The Village Nightclub in Lancaster turned 60 years old April 17, and I had the pleasure of writing tales about this iconic place for the newspaper.
The person behind the biggest happening in the history of the nightclub had called me. That would be Dana Deiter Murr, who walked into the Village in June 1984 with Bruce Springsteen and members of the E Street Band.
Here is her story of how "The Boss" made his way to downtown Lancaster.
Murr, who was a lifeguard at the time at the Host Town (what used to be the Days Inn on Keller Avenue), said she was a big Springsteen fan.
Springsteen and his bandmates were staying at the hotel while working at Clair Bros. in Lititz, preparing for the band's upcoming "Born in the USA" tour. Murr stopped by his room one afternoon to say hi. (All of the band members kept their doors open.)
She saw Springsteen, but he was on the telephone. The next day he stopped by the swimming pool to say hello and asked what she was doing later that night. Murr said she was working until 11 p.m. He said the band was practicing until about 10:30 p.m. and asked if she would show them around town. She said yes.
Murr went to his room later that night and played the game Connect Four with him for about an hour, while drinking spring water and eating dried fruit. Then Clarence Clemons, Springsteen's longtime sidekick on saxophone, came into the room.
They asked what she had planned for the night. She said a popular local band, the Sharks, was playing at the Village, and she thought Springsteen and company might like the Sharks.
They all jumped into a big station wagon with Clemons driving, Murr in the middle and Springsteen in the passenger's seat.
Between sets at the Village, Murr, Springsteen and some of his bandmates went backstage to meet the Sharks and asked if they could play, Murr said.

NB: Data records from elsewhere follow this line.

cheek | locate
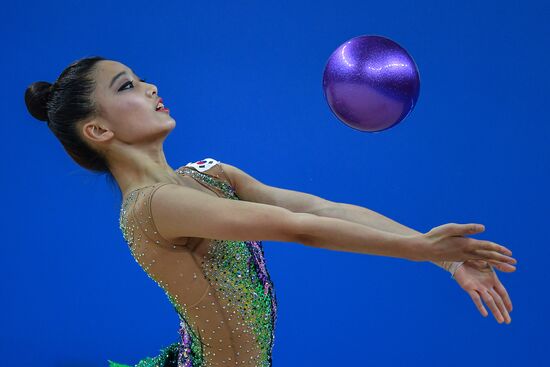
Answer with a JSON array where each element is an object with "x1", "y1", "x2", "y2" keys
[
  {"x1": 120, "y1": 99, "x2": 150, "y2": 114},
  {"x1": 108, "y1": 98, "x2": 152, "y2": 121}
]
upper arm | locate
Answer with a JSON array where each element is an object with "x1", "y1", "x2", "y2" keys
[
  {"x1": 220, "y1": 162, "x2": 335, "y2": 214},
  {"x1": 150, "y1": 183, "x2": 306, "y2": 243}
]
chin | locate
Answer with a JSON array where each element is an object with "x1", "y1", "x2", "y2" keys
[{"x1": 164, "y1": 117, "x2": 176, "y2": 130}]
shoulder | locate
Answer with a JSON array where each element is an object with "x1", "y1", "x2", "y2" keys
[
  {"x1": 183, "y1": 157, "x2": 220, "y2": 172},
  {"x1": 120, "y1": 182, "x2": 175, "y2": 245},
  {"x1": 181, "y1": 157, "x2": 238, "y2": 189},
  {"x1": 123, "y1": 182, "x2": 175, "y2": 219}
]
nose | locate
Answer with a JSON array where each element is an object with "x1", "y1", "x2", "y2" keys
[{"x1": 147, "y1": 84, "x2": 158, "y2": 97}]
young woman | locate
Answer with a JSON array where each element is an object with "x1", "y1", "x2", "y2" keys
[{"x1": 24, "y1": 56, "x2": 516, "y2": 367}]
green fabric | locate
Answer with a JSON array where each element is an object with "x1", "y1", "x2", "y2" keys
[
  {"x1": 107, "y1": 342, "x2": 180, "y2": 367},
  {"x1": 107, "y1": 362, "x2": 132, "y2": 367}
]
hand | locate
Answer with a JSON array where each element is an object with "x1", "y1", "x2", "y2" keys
[
  {"x1": 453, "y1": 260, "x2": 514, "y2": 324},
  {"x1": 412, "y1": 223, "x2": 517, "y2": 271}
]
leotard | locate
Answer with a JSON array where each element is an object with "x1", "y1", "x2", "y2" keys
[{"x1": 108, "y1": 158, "x2": 278, "y2": 367}]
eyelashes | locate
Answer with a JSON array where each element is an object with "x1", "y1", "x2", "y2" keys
[{"x1": 118, "y1": 78, "x2": 148, "y2": 92}]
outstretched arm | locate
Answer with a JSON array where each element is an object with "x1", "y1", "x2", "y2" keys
[
  {"x1": 310, "y1": 202, "x2": 456, "y2": 271},
  {"x1": 221, "y1": 162, "x2": 515, "y2": 323},
  {"x1": 221, "y1": 162, "x2": 465, "y2": 271}
]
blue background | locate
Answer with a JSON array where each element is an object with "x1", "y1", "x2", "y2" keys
[{"x1": 2, "y1": 0, "x2": 548, "y2": 366}]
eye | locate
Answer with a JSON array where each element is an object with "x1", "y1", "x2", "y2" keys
[
  {"x1": 118, "y1": 80, "x2": 134, "y2": 91},
  {"x1": 118, "y1": 78, "x2": 148, "y2": 91}
]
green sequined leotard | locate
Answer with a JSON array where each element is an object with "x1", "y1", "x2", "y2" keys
[{"x1": 109, "y1": 158, "x2": 278, "y2": 367}]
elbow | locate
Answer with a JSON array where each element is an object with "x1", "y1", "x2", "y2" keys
[
  {"x1": 310, "y1": 201, "x2": 340, "y2": 217},
  {"x1": 289, "y1": 212, "x2": 316, "y2": 245}
]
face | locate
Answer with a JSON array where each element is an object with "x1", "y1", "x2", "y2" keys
[{"x1": 83, "y1": 60, "x2": 175, "y2": 147}]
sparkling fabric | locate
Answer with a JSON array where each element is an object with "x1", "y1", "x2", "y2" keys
[{"x1": 109, "y1": 159, "x2": 277, "y2": 367}]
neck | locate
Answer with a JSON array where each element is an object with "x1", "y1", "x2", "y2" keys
[{"x1": 108, "y1": 150, "x2": 182, "y2": 196}]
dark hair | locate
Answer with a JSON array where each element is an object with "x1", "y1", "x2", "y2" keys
[{"x1": 24, "y1": 56, "x2": 119, "y2": 191}]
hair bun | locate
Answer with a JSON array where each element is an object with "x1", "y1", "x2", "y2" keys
[{"x1": 25, "y1": 81, "x2": 53, "y2": 122}]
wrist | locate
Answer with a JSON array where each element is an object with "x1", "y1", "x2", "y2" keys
[
  {"x1": 402, "y1": 234, "x2": 428, "y2": 262},
  {"x1": 431, "y1": 260, "x2": 449, "y2": 270},
  {"x1": 435, "y1": 260, "x2": 465, "y2": 277},
  {"x1": 448, "y1": 261, "x2": 465, "y2": 279}
]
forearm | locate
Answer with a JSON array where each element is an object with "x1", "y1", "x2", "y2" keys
[
  {"x1": 296, "y1": 213, "x2": 420, "y2": 261},
  {"x1": 312, "y1": 202, "x2": 454, "y2": 271}
]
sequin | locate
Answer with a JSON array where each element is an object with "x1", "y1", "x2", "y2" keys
[{"x1": 110, "y1": 159, "x2": 277, "y2": 367}]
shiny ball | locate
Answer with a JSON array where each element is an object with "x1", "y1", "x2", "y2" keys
[{"x1": 322, "y1": 34, "x2": 421, "y2": 132}]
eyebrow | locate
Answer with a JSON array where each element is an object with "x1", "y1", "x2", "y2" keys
[{"x1": 109, "y1": 71, "x2": 128, "y2": 88}]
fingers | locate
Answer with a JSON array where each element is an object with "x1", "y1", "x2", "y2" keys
[
  {"x1": 468, "y1": 288, "x2": 512, "y2": 324},
  {"x1": 479, "y1": 240, "x2": 513, "y2": 256},
  {"x1": 471, "y1": 249, "x2": 516, "y2": 268},
  {"x1": 486, "y1": 260, "x2": 516, "y2": 272},
  {"x1": 466, "y1": 223, "x2": 485, "y2": 234},
  {"x1": 488, "y1": 288, "x2": 512, "y2": 324},
  {"x1": 468, "y1": 290, "x2": 488, "y2": 317},
  {"x1": 443, "y1": 223, "x2": 486, "y2": 236},
  {"x1": 494, "y1": 282, "x2": 513, "y2": 312},
  {"x1": 467, "y1": 259, "x2": 495, "y2": 272},
  {"x1": 480, "y1": 289, "x2": 505, "y2": 323}
]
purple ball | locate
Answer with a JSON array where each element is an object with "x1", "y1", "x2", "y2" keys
[{"x1": 322, "y1": 35, "x2": 420, "y2": 132}]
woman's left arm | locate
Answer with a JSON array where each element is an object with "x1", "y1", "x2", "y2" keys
[
  {"x1": 312, "y1": 202, "x2": 514, "y2": 324},
  {"x1": 221, "y1": 162, "x2": 514, "y2": 324},
  {"x1": 221, "y1": 161, "x2": 514, "y2": 277}
]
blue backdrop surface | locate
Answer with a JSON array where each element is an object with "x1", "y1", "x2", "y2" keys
[{"x1": 1, "y1": 0, "x2": 548, "y2": 366}]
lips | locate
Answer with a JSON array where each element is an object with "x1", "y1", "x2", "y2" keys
[
  {"x1": 155, "y1": 98, "x2": 164, "y2": 110},
  {"x1": 155, "y1": 98, "x2": 169, "y2": 113}
]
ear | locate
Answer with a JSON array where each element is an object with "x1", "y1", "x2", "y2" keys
[{"x1": 81, "y1": 118, "x2": 114, "y2": 144}]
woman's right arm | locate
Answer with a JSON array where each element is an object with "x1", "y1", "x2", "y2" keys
[{"x1": 151, "y1": 184, "x2": 516, "y2": 265}]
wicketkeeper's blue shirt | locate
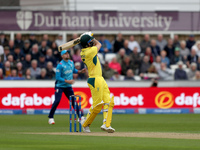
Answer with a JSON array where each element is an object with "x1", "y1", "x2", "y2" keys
[{"x1": 55, "y1": 60, "x2": 78, "y2": 88}]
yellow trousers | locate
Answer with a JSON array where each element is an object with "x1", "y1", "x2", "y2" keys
[
  {"x1": 87, "y1": 76, "x2": 110, "y2": 124},
  {"x1": 87, "y1": 76, "x2": 110, "y2": 106}
]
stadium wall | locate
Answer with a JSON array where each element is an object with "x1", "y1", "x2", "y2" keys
[{"x1": 18, "y1": 0, "x2": 200, "y2": 12}]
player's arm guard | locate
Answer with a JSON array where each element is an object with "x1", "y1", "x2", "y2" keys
[{"x1": 106, "y1": 96, "x2": 114, "y2": 127}]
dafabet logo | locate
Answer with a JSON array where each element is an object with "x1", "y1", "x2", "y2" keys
[
  {"x1": 74, "y1": 91, "x2": 88, "y2": 109},
  {"x1": 155, "y1": 91, "x2": 174, "y2": 109},
  {"x1": 155, "y1": 91, "x2": 200, "y2": 108}
]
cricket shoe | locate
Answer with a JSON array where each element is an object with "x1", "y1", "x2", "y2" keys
[
  {"x1": 48, "y1": 118, "x2": 55, "y2": 125},
  {"x1": 100, "y1": 124, "x2": 115, "y2": 133},
  {"x1": 81, "y1": 116, "x2": 91, "y2": 133}
]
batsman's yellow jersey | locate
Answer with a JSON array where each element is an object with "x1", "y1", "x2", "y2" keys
[{"x1": 80, "y1": 46, "x2": 102, "y2": 77}]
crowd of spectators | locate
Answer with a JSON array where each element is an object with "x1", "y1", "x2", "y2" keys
[
  {"x1": 0, "y1": 32, "x2": 200, "y2": 81},
  {"x1": 100, "y1": 33, "x2": 200, "y2": 81}
]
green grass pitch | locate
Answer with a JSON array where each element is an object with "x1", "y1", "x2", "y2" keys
[{"x1": 1, "y1": 114, "x2": 200, "y2": 150}]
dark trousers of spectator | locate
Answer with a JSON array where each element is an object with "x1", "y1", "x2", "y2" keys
[{"x1": 48, "y1": 87, "x2": 83, "y2": 118}]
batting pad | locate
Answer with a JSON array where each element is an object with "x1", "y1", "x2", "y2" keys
[
  {"x1": 103, "y1": 104, "x2": 109, "y2": 124},
  {"x1": 82, "y1": 103, "x2": 104, "y2": 127},
  {"x1": 106, "y1": 96, "x2": 114, "y2": 127}
]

Murr sat on the side of the stage when the E Street Band started playing. When they finished, the band and Murr quickly slipped out the back door by the stage exit, where the station wagon was waiting for them.
"I don't know how the car got there, but it was as if they were used to doing things like this," Murr said. "They never stepped outside the boundaries with me. I felt like [Springsteen's] little sister."
Before they left Lancaster at the end of the week, Clemons gave Murr a harmonica. The band told her that if she ever got to Philadelphia for a concert to get close to the stage and they would get her a backstage pass.
She did go to a Philly concert and told a security guard her story, and the guard allowed her to get close to the stage. Members of the band spotted her and gave her a pair of backstage passes.
Murr also said she never had to pay to get into the Village again -- a nice gift for creating a memorable night for the club.
Hall of Fame: Two people with local connections are being inducted into the Pennsylvania Association of Broadcasters Hall of Fame at the association's convention May 5 and 6 in Hershey.
Paul Quinn, who retired from WGAL-TV 8 as president and general manager last December after more than 20 years at the Lancaster station, will be honored.
Also being inducted is Rebecca Campbell, who has been named Broadcaster of the Year as well.
She was appointed president of the ABC Owned Television Stations Group in May 2010.
Campbell was president and general manager of WPVI-TV ABC 6 in Philadelphia from 2003 to 2007.
She worked at WGAL and produced "PM Magazine" in the 1980s.